The game does provide you with a “softer” alternative to brute conquest. If you’re not strong enough to tear a passageway through to those distant oil fields, you can make strategic bombers your highest weapons priority and launch a grinding air campaign of attrition that will probably cost you hundreds of planes but will eventually whittle-down the enemy’s vital resources. That’s an option certain generals advised Hitler to consider for the Eastern Front, but the Fuhrer thought Stukas were sexier than big, lumbering high-altitude bombers, so virtually none of the potentially very lethal big bombers on the drawing boards ever got beyond a prototype or two.

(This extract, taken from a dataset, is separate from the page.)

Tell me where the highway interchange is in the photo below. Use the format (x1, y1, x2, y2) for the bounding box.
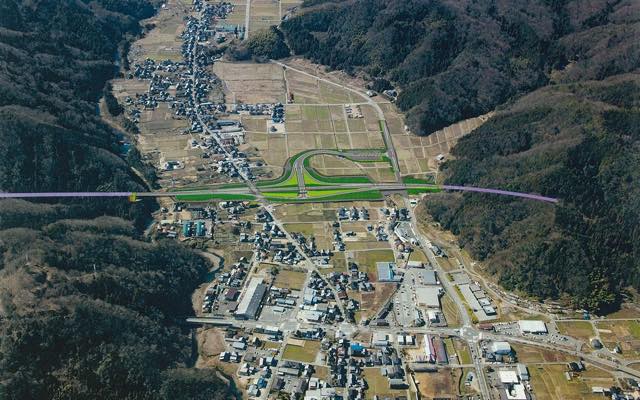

This prejudice in favor of tactical dive-bombers is generally considered one of the worst technological mistakes made by the Germans, and if you elect to command that faction, you’d be well advised not to repeat the same blunder.

But the need for amassing more and more PPs becomes such an obsession, in some games, that it can lead to irrational decisions even when you know perfectly well that they ARE irrational! In one campaign, playing as the Axis commander, I got so exasperated by my economic dependence on imported Swedish iron ore that I finally decided to invade the bloody country, even if that meant heavy losses and a long delay in the executing of much more vital operations far away from Scandinavia. So I did; and the Swedes fought back hard. I’d envisioned a six-turn campaign, and it ultimately lasted thirteen turns, for a while sucking up resources and units at an appalling rate.

I didn’t feel quite so foolish after the dust settled and I saw that, by bloodily annexing this great Swedish land-mass off to the east, I had also made the conquest of Norway infinitely easier and cheaper than it would have been from a seaborne invasion.